By default, the xmllint command only checks the validity aspects that apply to any XML document, for example, that every start <tag> is matched by a closing </tag>. But not that the actual tag and attribute names are ones recognized by the DITA XML dialect. That extra level of checking requires additional setup. (Instructions pending.)
As mentioned previously, building either HTML or PDF output provides an extra level of validation, producing warnings or errors for any cross-file mismatches between IDs, filenames, and conref / topicref / mapref / href elements. HTML is typically the format that's faster and less memory-intensive to build.
By convention, to allow for filtering in JIRA reports and email notifications, commits that are purely for documentation updates include the eyecatcher string DOCS inside square brackets. (Literal example with square brackets omitted for the moment because Confluence wants to turn it into a link.)
Often, an IMPALA- JIRA for a new feature or improvement has a subtask (with its own JIRA number) for documenting the new feature or the behavior changes.
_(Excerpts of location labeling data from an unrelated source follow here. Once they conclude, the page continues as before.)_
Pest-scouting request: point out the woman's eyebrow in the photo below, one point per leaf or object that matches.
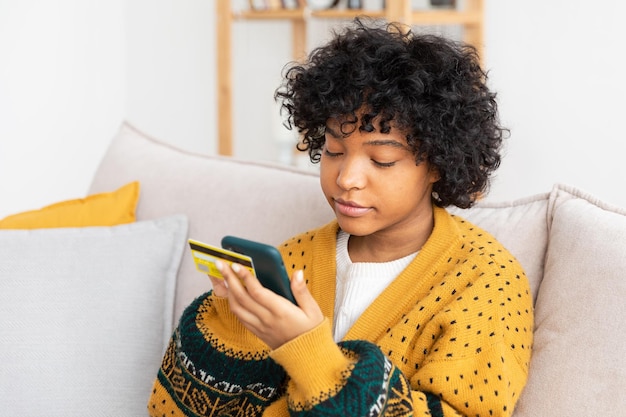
(386, 142)
(334, 134)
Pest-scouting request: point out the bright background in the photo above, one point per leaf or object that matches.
(72, 70)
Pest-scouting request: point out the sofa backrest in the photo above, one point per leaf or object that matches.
(220, 196)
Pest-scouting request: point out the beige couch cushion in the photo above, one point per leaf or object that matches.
(271, 202)
(579, 366)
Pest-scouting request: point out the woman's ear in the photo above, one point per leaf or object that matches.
(433, 173)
When including a JIRA number in the subject line of the commit message, prefer to use the JIRA number for the parent issue rather than the one for the doc-specific subtask.
This looks outdated, relating to the incubation process. Any objections to deleting it?
There might still be some good info, especially in the "Authoring Logistics" section. Let's let John decide since he was the creator of this page.
Let's keep this. There's a lot I can add under "Authoring Logistics", based on bringing a new writer up to speed. I think it would work best to beef up this page and then link to it from Contributing to Impala, because the details would probably overwhelm that page.
Good idea, thanks for taking a look!